Concerns raised recently about crime statistics in North Baltimore demonstrate serious deficits in one of the city's major crime-fighting tools: communication. It is easier to track your neighborhood pothole than local break-ins, suspicious persons or armed incidents. Crime stats are posted only after someone has been victimized - and usually weeks after the fact. Why is it so difficult to forewarn citizens who may be in the line of fire from area thugs? Or has Baltimore succumbed to the theory that everyone is already in danger and thugs are everywhere, so we'd all better keep our collective guard up?
For instance, the Homeland Association's recent e-mail to members (which, by the way, was circulated as area neighbors raised serious concerns about a rash of residential burglaries) was reported to contain an alert not about a crime that had occurred but about a suspicious person deemed a possible threat to the neighborhood. This warning, particularly if it originated from the police, should have been provided to the entire community, including Homeland's neighbors in Old Homeland, Belvedere Square and the Notre Dame area. Specifically, it could have been circulated to the Northern District's Community Council, which has in place an e-mail distribution list of crime-concerned citizens.
Do the property owners in Homeland not want assistance in catching criminals? Because your offender could very well be my neighbor - but without sharing the information, we'll never know.
When crimes are posted to CitiStat or CrimeSpot - such as those recently reported in the Belvedere Square and Senator Theatre area - they should be explained to citizens, not just given technical offense labels with a victim tally. The people in my area, for instance, would like to know just how dangerous it might be to walk and shop near Belvedere Square, because looking at the blotters, it appears that it might not be safe at all. What were the circumstances of those armed robberies? Is there something we can do to make ourselves less of a target?
Lastly, when a crime does occur, victims should be able to learn the status of their cases without having to conduct their own investigation. One of my neighbors, a burglary victim, has been waiting nearly two weeks for a return call from city detectives regarding arrest information.
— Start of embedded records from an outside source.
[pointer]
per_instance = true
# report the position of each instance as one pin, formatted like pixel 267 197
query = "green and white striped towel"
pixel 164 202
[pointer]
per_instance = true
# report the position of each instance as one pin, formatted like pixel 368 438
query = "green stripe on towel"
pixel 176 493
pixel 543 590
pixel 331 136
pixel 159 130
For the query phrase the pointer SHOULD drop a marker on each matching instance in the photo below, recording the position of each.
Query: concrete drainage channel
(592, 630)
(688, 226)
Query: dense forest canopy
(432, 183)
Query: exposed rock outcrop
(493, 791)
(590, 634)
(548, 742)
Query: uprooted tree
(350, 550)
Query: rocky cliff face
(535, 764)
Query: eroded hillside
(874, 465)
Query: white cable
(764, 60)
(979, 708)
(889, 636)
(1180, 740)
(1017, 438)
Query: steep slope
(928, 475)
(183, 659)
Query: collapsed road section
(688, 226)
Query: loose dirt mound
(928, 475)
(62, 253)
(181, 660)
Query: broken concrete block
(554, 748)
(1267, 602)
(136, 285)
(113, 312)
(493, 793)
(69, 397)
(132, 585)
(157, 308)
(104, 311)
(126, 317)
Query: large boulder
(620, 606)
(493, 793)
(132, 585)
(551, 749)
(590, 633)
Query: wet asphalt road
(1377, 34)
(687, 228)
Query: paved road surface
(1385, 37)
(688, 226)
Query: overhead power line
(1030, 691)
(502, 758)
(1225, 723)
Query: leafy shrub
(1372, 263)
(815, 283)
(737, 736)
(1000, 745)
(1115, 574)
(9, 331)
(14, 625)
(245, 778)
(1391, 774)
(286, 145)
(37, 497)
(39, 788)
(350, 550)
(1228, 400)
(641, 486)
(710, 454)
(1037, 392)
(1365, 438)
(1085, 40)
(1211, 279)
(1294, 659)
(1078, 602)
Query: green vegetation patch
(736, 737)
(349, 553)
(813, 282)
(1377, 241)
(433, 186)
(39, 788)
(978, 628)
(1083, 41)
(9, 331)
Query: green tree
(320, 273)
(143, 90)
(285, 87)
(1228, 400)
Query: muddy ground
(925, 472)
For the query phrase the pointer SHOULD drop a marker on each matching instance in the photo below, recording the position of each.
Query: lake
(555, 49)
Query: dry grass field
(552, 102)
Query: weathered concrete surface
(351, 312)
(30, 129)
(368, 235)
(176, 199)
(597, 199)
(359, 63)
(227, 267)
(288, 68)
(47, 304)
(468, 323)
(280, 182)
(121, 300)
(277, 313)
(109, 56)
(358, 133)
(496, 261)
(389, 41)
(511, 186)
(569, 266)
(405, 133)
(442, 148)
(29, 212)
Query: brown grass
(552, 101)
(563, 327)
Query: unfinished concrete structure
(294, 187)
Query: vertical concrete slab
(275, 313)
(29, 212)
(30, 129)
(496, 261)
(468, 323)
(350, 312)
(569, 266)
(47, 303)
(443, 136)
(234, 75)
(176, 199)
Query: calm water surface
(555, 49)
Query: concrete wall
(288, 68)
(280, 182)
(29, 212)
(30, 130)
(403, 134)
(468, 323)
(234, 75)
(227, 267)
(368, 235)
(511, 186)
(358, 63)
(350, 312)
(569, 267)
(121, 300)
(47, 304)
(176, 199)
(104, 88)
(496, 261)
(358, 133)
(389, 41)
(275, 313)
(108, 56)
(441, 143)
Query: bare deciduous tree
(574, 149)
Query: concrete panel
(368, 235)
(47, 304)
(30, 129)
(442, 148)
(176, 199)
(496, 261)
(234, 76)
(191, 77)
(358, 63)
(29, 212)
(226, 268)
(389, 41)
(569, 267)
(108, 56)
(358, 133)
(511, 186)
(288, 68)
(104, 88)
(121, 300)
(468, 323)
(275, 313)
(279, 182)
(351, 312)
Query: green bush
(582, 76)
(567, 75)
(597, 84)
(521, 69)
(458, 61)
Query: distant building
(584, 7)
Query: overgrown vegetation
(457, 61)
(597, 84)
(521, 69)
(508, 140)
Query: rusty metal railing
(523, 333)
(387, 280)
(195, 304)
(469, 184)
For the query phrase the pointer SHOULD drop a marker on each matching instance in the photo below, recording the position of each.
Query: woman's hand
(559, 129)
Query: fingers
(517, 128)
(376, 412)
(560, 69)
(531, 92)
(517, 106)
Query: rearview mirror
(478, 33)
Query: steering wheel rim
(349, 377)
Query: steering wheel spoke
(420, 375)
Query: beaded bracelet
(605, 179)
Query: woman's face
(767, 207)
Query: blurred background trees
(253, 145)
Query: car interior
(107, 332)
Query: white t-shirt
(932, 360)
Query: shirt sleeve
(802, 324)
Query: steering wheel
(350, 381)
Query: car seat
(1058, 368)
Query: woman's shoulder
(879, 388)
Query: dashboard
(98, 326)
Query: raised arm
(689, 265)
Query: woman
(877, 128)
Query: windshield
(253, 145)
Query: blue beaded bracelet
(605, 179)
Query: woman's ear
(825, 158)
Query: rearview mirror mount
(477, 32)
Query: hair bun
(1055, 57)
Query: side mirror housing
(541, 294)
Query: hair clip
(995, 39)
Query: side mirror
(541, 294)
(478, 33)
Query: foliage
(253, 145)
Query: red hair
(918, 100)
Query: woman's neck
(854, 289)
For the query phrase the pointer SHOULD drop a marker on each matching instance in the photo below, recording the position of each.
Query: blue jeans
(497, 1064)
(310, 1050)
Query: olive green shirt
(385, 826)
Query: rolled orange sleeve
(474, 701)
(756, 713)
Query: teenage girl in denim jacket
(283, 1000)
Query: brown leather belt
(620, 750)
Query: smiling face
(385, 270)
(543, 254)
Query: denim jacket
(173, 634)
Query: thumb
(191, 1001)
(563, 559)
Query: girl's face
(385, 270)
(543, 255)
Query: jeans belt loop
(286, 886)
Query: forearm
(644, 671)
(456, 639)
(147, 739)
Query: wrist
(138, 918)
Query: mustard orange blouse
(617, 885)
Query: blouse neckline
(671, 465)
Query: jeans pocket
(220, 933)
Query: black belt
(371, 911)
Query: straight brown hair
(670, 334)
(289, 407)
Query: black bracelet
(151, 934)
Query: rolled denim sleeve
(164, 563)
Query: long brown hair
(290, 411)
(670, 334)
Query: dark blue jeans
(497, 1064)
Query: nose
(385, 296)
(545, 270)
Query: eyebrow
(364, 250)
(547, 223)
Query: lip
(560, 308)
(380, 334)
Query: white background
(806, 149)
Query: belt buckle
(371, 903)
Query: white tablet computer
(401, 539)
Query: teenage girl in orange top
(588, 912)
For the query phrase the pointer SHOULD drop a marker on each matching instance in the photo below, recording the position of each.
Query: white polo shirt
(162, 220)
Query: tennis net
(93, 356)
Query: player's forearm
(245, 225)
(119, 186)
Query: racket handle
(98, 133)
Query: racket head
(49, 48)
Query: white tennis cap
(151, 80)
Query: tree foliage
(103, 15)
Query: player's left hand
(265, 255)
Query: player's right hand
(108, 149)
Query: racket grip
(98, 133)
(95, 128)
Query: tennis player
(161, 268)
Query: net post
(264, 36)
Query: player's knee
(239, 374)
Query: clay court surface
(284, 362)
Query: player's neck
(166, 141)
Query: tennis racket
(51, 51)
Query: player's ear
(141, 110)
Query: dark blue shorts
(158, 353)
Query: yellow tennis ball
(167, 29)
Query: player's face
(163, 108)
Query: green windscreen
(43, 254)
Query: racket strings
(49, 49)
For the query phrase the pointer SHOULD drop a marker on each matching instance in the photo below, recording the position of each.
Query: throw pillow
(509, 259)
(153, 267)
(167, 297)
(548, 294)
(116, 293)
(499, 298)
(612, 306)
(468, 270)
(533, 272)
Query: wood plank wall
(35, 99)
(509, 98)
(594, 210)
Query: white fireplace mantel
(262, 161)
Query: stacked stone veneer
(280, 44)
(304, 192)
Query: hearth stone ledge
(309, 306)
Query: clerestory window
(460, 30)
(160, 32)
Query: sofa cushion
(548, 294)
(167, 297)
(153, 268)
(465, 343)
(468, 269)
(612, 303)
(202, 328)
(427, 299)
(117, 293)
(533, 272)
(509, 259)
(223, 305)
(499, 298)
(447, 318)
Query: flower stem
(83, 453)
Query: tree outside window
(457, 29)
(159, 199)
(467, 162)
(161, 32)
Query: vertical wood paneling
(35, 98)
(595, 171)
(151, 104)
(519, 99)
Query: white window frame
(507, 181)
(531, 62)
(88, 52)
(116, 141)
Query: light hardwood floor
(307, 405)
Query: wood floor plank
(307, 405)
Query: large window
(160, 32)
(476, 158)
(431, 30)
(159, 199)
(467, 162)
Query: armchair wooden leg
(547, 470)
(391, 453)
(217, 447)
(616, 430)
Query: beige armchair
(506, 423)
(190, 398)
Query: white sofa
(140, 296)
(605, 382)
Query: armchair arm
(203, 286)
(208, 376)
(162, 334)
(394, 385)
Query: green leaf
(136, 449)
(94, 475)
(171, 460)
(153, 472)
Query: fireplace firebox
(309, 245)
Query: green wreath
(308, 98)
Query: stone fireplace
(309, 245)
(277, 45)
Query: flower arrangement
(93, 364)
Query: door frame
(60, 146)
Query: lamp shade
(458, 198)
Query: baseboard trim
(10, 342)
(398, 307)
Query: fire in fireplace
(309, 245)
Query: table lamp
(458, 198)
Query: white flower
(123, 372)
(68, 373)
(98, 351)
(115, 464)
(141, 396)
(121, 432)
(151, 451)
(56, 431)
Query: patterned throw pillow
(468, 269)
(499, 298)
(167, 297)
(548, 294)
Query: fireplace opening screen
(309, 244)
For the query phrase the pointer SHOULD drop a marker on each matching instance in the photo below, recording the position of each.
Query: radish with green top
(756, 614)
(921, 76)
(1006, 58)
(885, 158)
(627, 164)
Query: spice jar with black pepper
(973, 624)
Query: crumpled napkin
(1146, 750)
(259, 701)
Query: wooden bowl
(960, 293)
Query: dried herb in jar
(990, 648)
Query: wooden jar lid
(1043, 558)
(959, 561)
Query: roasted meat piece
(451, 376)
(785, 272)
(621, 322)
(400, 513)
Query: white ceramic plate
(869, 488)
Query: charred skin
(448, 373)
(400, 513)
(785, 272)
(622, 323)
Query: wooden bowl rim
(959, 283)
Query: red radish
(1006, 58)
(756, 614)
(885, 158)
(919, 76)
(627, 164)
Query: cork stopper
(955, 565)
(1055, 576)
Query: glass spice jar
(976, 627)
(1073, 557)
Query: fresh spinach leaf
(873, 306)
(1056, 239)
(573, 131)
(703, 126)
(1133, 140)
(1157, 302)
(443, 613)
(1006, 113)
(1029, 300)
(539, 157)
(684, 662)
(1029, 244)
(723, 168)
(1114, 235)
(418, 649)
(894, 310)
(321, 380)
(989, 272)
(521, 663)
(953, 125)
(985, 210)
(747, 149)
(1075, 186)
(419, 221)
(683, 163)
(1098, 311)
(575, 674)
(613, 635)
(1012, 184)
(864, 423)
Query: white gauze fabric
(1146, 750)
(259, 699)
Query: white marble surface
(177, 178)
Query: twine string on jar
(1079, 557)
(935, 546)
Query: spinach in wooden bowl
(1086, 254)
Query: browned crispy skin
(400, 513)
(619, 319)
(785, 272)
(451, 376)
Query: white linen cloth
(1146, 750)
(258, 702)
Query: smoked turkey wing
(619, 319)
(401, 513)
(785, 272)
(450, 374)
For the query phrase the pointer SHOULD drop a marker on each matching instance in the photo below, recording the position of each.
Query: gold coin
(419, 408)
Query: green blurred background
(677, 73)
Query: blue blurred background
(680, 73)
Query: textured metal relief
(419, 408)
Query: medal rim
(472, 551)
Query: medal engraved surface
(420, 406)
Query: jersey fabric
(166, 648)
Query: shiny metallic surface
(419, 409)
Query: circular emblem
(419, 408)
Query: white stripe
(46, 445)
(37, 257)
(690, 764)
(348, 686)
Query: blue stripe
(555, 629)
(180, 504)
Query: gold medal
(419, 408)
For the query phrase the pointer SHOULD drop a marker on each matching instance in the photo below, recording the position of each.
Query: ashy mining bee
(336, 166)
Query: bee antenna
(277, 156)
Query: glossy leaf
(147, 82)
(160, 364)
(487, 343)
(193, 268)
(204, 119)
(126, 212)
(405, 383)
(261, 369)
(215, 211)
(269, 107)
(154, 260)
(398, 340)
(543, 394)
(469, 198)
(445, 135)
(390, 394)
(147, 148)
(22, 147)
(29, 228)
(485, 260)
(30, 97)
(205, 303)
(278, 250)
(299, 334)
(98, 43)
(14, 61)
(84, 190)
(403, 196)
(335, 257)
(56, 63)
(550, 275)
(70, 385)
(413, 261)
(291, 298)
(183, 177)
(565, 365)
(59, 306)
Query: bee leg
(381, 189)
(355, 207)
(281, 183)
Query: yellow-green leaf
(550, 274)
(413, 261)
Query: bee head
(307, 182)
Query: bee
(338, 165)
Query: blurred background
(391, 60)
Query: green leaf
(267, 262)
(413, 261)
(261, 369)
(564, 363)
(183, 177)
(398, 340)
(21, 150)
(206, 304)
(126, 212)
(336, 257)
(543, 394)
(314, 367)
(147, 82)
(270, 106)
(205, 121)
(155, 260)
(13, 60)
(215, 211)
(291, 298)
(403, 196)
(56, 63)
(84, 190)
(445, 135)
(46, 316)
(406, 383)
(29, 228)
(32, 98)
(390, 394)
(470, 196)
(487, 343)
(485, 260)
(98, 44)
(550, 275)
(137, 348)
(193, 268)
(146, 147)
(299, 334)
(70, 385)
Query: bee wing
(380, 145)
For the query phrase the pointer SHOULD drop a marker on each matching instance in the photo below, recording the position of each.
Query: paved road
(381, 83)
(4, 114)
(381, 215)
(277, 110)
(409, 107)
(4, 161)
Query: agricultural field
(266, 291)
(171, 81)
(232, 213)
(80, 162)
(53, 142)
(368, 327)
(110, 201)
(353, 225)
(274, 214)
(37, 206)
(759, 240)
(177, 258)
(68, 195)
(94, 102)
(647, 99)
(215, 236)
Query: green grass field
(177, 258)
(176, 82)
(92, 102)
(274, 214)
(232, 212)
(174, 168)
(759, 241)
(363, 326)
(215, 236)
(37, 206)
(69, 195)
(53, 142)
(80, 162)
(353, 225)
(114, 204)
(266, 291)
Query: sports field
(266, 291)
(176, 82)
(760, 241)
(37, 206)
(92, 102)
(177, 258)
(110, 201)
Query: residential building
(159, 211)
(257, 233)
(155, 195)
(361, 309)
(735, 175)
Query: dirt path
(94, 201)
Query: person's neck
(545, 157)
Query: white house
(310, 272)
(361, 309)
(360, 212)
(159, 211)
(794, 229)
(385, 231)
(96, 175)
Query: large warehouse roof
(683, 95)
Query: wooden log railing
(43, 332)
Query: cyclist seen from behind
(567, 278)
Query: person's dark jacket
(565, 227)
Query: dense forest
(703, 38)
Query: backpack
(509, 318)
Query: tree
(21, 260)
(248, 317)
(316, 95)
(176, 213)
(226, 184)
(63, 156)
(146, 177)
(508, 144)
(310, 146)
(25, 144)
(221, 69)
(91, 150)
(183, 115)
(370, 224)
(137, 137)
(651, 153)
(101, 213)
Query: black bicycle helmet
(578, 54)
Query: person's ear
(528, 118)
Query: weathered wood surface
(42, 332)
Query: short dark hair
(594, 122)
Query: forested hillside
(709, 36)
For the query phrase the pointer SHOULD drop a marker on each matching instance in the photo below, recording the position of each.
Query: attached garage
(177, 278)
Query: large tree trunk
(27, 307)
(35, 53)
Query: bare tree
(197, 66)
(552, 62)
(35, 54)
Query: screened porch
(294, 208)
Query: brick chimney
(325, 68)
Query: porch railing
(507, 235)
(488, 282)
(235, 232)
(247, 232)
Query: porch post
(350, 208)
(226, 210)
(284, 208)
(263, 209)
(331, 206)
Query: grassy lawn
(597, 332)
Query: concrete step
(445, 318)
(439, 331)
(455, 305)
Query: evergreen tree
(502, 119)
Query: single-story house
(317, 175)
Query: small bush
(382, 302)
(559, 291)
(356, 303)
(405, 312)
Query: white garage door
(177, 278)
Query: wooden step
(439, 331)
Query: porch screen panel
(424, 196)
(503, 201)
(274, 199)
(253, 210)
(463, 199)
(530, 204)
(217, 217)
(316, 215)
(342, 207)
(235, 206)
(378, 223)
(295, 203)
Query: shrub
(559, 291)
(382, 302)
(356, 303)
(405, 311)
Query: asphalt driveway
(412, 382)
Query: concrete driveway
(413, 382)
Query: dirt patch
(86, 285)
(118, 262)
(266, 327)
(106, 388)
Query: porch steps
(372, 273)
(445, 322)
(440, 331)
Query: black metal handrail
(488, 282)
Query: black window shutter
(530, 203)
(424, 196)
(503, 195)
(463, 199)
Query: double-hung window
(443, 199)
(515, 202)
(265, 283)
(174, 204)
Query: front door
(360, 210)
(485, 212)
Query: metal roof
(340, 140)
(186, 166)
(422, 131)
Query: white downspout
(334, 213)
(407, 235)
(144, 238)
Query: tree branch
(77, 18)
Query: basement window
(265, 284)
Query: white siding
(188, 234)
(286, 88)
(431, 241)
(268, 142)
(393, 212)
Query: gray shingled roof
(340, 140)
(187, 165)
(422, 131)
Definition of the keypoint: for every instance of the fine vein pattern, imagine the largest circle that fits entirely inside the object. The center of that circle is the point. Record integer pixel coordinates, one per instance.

If the 311 system can track the placement of rat traps, why can't a city system track investigative progress for law-abiding taxpayers who have been victimized?
Communication is critical to outmaneuvering Baltimore's well-organized thugs, and prevention is the only area of crime-solving where citizens can directly contribute to their own safety.
Anyone who participates in privatizing or delaying warnings, muddling crime reports or keeping neighbors in the dark is only feeding another victim to the criminals who are taking over, one block at a time.